Hemoglobin red was already celebrated in the Spring-Summer 2024 collection, and this virtuoso blessed with humour who has seduced Beyoncé, Céline Dion, and Björk – winner of the ANDAM Special Prize in 2022 – pushes the envelope even further. In a fantastical vein tinged with sincere references to Thierry Mugler’s Cruellas and John Galliano’s divines, the accident takes centre stage, serving as pretext for workshop craftsmanship honed to the millimetre. At the Théâtre du Châtelet, he chooses to orchestrate his tracking shot of a New York night imagined in London.
A graduate of the London College of Fashion, he cultivates his passion by subverting everyday objects – stilettos, shoulders, jackets – transforming them into absolutes of an extreme gore chic wardrobe.
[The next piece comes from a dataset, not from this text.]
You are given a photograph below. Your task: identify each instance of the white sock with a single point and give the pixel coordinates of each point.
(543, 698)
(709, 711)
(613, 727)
Or how, to become the person one has dreamed of becoming, madness imposes itself in all its extravagances, sublimated by Massaro, Lesage, Lemarié – a stain on a dressing gown (is it blood, ketchup, dye?) becomes a capillary fur of feathers, a violet bridal veil a bespoke performance. “Imagine becoming your own muse for an evening, embracing the contradictions of your insecurity,” Wun sums up with characteristic sangfroid.